We extend Petkov\v{s}ek's algorithm for computing hypergeometric solutions of scalar difference equations to the case of difference systems $\tau(Y) = M Y$, with $M \in {\rm GL}_n(C(x))$, where $\tau$ is the shift operator. Hypergeometric solutions are solutions of the form $\gamma P$ where $P \in C(x)^n$ and $\gamma$ is a hypergeometric term over $C(x)$, i.e. ${\tau(\gamma)}/{\gamma} \in C(x)$. Our contributions concern efficient computation of a set of candidates for ${\tau(\gamma)}/{\gamma}$ which we write as $\lambda = c\frac{A}{B}$ with monic $A, B \in C[x]$, $c \in C^*$. Factors of the denominators of $M^{-1}$ and $M$ give candidates for $A$ and $B$, while another algorithm is needed for $c$. We use the super-reduction algorithm to compute candidates for $c$, as well as other ingredients to reduce the list of candidates for $A/B$. To further reduce the number of candidates $A/B$, we bound the so-called type of $A/B$ by bounding local types.

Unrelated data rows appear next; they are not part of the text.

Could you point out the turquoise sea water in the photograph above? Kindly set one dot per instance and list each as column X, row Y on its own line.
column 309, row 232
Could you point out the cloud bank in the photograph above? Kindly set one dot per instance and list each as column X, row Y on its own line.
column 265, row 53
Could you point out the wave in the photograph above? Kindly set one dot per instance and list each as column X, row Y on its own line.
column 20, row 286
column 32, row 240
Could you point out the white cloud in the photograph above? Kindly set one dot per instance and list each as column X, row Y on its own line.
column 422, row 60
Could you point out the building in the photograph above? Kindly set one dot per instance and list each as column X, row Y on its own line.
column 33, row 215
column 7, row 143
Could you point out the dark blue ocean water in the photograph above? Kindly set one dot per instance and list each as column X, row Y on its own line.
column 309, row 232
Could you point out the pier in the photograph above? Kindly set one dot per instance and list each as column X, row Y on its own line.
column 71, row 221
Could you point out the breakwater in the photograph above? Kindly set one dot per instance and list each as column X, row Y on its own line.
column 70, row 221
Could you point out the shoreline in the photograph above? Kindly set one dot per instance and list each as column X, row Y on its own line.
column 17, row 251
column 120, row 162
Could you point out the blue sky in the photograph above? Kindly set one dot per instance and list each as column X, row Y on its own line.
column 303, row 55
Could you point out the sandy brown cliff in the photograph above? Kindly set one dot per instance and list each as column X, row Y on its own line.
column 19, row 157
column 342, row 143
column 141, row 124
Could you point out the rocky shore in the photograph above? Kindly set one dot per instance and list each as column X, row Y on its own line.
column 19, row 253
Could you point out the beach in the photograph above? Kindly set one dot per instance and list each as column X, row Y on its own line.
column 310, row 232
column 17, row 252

Our algorithm has been implemented in Maple and experiments show that our implementation can handle systems of high dimension, which is useful for factoring operators.

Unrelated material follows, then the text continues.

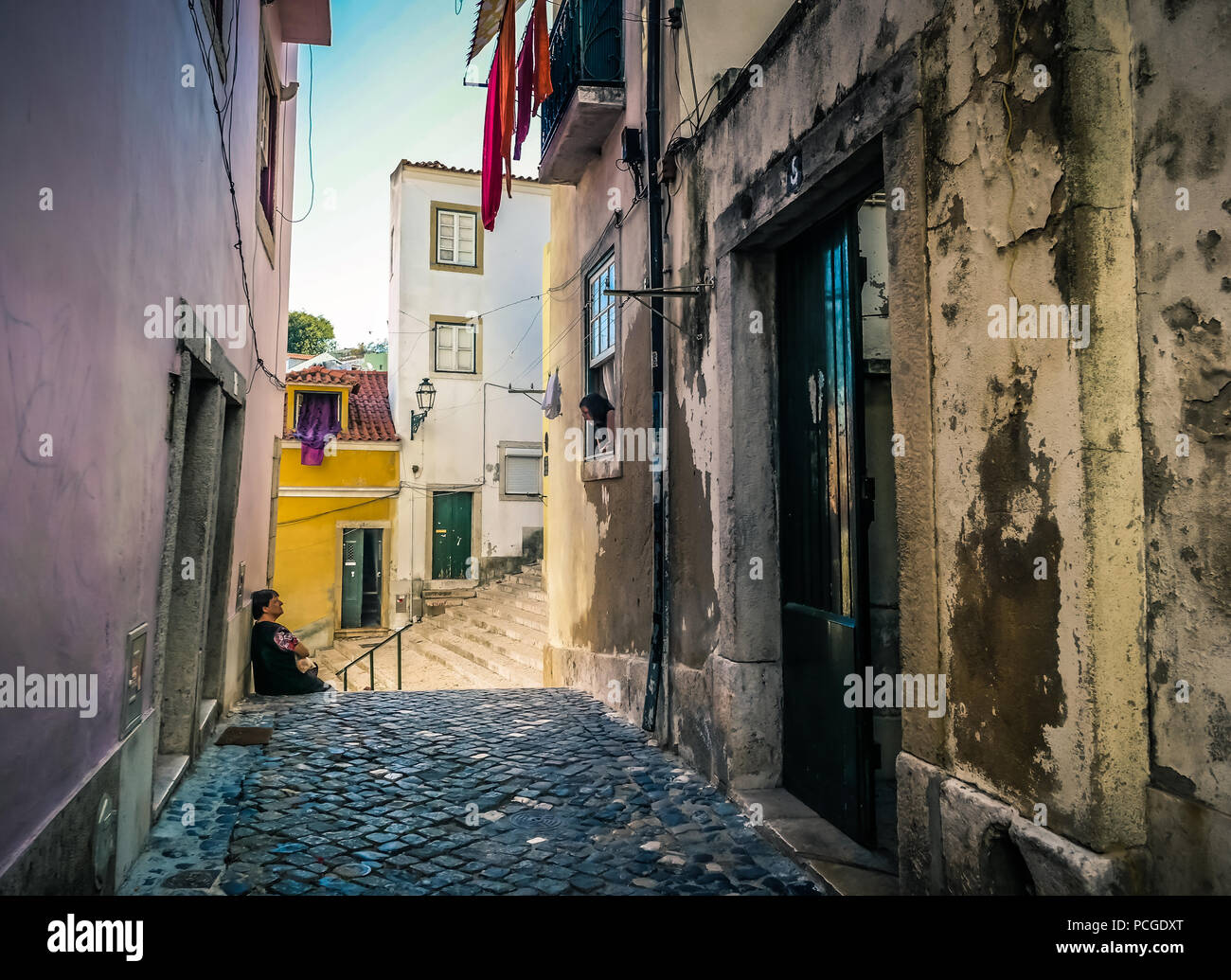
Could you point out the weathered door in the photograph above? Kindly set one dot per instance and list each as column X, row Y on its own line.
column 826, row 745
column 451, row 534
column 352, row 578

翻译：我们将Petkovšek算法从计算标量差分方程的超几何解推广至差分系统 $\tau(Y) = M Y$ 的情形，其中 $M \in {\rm GL}_n(C(x))$，$\tau$ 为移位算子。超几何解是指形如 $\gamma P$ 的解，其中 $P \in C(x)^n$，$\gamma$ 是 $C(x)$ 上的超几何项，即满足 ${\tau(\gamma)}/{\gamma} \in C(x)$。我们的贡献在于高效计算 ${\tau(\gamma)}/{\gamma}$ 的候选集合，我们将其写为 $\lambda = c\frac{A}{B}$ 的形式，其中 $A, B \in C[x]$ 为首一多项式，$c \in C^*$。$M^{-1}$ 与 $M$ 的分母因子为 $A$ 和 $B$ 提供了候选，而 $c$ 的计算则需要另一算法。我们采用超约化算法来计算 $c$ 的候选，并利用其他要素来缩减 $A/B$ 的候选列表。为了进一步减少 $A/B$ 的候选数量，我们通过界定局部型来界定 $A/B$ 的所谓型。本算法已在 Maple 中实现，实验表明我们的实现能够处理高维系统，这对于算子分解具有实用价值。